Taste: Rye, white pepper, cinnamon, butterscotch and baking spices.
Finish: Medium. A zippy, spicy entrance with a soft fade at the back of the throat.
Look up a synonym for “rebel” and words like “nonconformist”, “independent”, “renegade” and “innovator” thesaurusize up on the computer screen. Would you associate those words with: John Philip Wiser, Henry Corby, Hiram Walker, Harry C. Hatch , Joseph E. Seagram, James Worts and William Gooderham. Hmmm, I believe they’d be comfortable being called that.

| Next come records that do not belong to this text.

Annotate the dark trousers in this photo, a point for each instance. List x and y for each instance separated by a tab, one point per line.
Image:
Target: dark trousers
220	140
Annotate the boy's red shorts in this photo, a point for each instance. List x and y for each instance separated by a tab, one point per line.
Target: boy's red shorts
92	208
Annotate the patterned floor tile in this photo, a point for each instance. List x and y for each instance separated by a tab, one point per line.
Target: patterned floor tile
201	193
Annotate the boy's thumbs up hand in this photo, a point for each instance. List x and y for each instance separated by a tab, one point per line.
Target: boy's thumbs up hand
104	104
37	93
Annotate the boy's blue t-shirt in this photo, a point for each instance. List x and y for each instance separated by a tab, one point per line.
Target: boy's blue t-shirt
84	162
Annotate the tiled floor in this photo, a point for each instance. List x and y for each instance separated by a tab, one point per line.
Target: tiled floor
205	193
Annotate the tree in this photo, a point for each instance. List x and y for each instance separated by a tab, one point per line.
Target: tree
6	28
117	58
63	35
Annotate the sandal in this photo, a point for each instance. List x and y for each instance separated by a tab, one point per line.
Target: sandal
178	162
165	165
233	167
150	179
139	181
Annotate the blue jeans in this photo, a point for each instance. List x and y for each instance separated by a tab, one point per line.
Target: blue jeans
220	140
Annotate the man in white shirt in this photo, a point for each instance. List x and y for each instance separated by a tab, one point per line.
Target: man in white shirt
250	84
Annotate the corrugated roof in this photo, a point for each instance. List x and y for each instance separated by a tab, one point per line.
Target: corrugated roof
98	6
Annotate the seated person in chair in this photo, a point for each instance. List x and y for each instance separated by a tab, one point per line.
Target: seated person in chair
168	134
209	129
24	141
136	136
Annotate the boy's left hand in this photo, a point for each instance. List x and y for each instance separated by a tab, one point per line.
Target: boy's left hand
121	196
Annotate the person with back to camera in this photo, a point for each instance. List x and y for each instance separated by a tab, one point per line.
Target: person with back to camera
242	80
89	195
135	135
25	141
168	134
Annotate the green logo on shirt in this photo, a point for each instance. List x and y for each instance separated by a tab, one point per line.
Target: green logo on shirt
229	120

J.P. Wiser’s Seven Rebels, part of its Rare Cask Releases, pays homage to the aforementioned Canadian whisky pioneers. Released in British Columbia in association with BC Liquor Stores, admittedly I did a small whisky dance when a bottle showed up on my doorstep. Now, master blender, Dr. Don Livermore did more than just tap into a few barrels during an afternoon co-mingling party. This blend features, ahem: seven different distillates made up of barley malt, rye malt, corn, wheat and rye. Oh, and there’s more. They were aged and finished in virgin oak, ex-bourbon and, ex-Speyside casks. Finally, some of the barrels also had charred oak staves put in as well. I know, right? Just reading about all what went into Seven Rebels makes me want to stick my nose in this whisky’s business.
And right from the first whiff, it’s as if all seven “rebels” (or pioneers, as they’re referred to on the label) are happy to make your acquaintance. They’re not jumping all over each other. It’s as if you’re in a receiving line with all those notes going by you: cloves, cinnamon, allspice, fruits, butterscotch. All very polite and charming. The same went, I found, for the sipping. The spices are first up and give your tongue a teasing little tingle. Then the other flavours come through, and not one butting in line to get noticed. The spiciness gives way to a soft finish at the back of the throat, like that sustaining note from The Beatles’ “A Day In The Life”.
Some scotches are renowned peat bombs or sherry monsters. Some bourbons can be “rye-ght” in your face. Seven Rebels does indeed have presence. It has a lot to say because it has a lot of history in it. But it’s more than a 1-note ka-blam. It’s deliciously balanced with no reminding of who the predominant flavour is. All “seven names are getting” along quite famously Besides, this whisky shows that you can truly be a rebel without having to do a whole lot of yelling. Cheers.